In this example, we're reading a CSV file called "example.csv" using the pd.read_csv() function and storing the resulting DataFrame in a variable called data. We then display the first few rows of the DataFrame using the head() method.

pandas automatically detects the delimiter and handles missing values, so you don't need to worry about specifying them like you would with the csv module. However, if you need to customize the behavior of the pd.read_csv() function, you can do so using various optional parameters. Some of the most common ones include:

  • sep: Specify the delimiter to use. By default, pandas will try to automatically detect the delimiter.
  • header: Specify which row to use as the column names. By default, pandas assumes the first row contains the column names.
  • index_col: Specify which column to use as the row labels. By default, pandas will create a new index for the rows.
  • skiprows: Specify the number of rows to skip at the beginning of the file. This can be useful for skipping metadata or comments in the CSV file.
  • na_values: Specify values that should be treated as missing or NaN (Not a Number).

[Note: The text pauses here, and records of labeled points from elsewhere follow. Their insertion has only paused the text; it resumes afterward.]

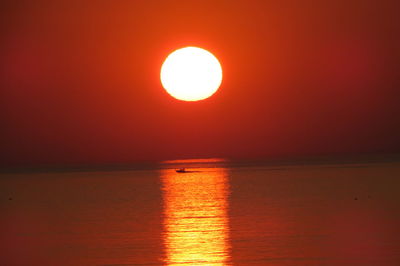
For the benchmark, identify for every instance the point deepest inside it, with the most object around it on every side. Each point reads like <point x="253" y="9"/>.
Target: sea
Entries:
<point x="216" y="213"/>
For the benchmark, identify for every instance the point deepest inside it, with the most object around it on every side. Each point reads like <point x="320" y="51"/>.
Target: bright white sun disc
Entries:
<point x="191" y="74"/>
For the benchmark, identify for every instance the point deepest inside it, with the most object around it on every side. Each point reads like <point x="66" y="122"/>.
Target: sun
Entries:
<point x="191" y="74"/>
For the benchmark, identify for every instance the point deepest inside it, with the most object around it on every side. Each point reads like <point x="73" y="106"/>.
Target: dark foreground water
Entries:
<point x="292" y="215"/>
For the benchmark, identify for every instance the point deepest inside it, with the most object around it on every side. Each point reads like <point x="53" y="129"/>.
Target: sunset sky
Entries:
<point x="80" y="81"/>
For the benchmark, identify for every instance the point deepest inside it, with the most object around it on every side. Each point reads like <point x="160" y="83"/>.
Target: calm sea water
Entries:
<point x="214" y="215"/>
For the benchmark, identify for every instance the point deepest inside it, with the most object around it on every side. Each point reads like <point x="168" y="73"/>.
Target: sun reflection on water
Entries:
<point x="195" y="217"/>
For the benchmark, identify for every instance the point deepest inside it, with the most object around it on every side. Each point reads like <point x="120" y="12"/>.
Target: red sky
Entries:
<point x="79" y="82"/>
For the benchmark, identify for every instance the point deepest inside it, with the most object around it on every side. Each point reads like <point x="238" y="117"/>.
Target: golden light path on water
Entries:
<point x="196" y="229"/>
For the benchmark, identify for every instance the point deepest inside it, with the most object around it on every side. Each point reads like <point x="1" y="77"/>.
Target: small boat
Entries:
<point x="181" y="170"/>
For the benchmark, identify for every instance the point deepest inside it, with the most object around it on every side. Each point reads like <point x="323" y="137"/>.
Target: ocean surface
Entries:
<point x="216" y="214"/>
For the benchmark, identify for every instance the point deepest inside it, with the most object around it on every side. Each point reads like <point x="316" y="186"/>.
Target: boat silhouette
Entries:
<point x="183" y="170"/>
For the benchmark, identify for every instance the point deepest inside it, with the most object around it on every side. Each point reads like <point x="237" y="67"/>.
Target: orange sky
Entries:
<point x="79" y="82"/>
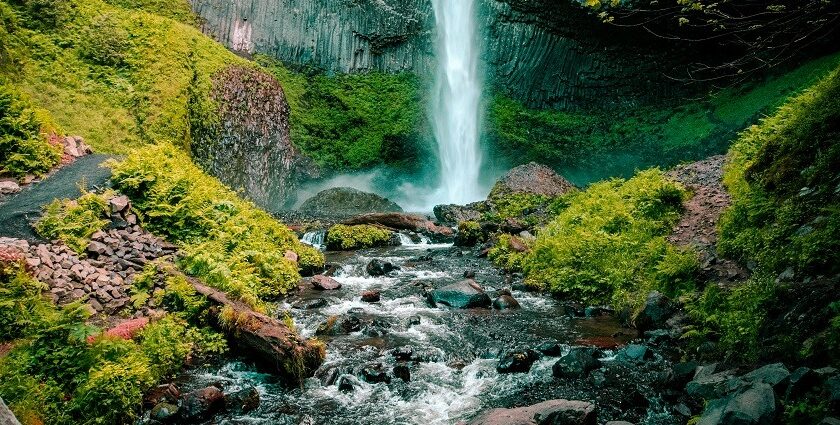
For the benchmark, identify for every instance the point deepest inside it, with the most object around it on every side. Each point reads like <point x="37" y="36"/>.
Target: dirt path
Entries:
<point x="698" y="226"/>
<point x="19" y="210"/>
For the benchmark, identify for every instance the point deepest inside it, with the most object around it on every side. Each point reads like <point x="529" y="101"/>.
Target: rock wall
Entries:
<point x="542" y="52"/>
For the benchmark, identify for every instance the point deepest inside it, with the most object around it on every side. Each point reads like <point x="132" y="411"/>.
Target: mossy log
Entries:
<point x="269" y="340"/>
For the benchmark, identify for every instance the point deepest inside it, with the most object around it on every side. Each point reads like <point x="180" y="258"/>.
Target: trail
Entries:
<point x="18" y="211"/>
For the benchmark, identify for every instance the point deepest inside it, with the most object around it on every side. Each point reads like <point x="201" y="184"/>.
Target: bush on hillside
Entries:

By default, pandas recognizes empty cells and some common representations of missing values, like "NA" and "NULL".

Here's an example of how to read a CSV file with custom parameters using pandas:

import pandas as pd

# Read the CSV file with custom parameters
data = pd.read_csv("example.csv", sep="\t", header=None, index_col=0, skiprows=1, na_values=["NA", "NULL"])

# Display the first few rows of the DataFrame
print(data.head())

In this example, we're reading a CSV file called "example.csv" using the pd.read_csv() function with custom parameters, such as using a tab delimiter, no header row, the first column as the row index, skipping the first row, and treating "NA" and "NULL" as missing values.

Conclusion

In this blog post, we've explored how to read CSV files in Python using the built-in csv module and the popular pandas library. We've covered how to use csv.reader() and csv.DictReader() functions for simple CSV files, and pd.read_csv() for more complex data structures and manipulation tasks.

With these techniques in your toolkit, you should now be well-equipped to read and process CSV files in your Python projects. As you continue learning programming, remember to experiment, practice, and explore different approaches to find the one that works best for you and your specific use case. Happy coding!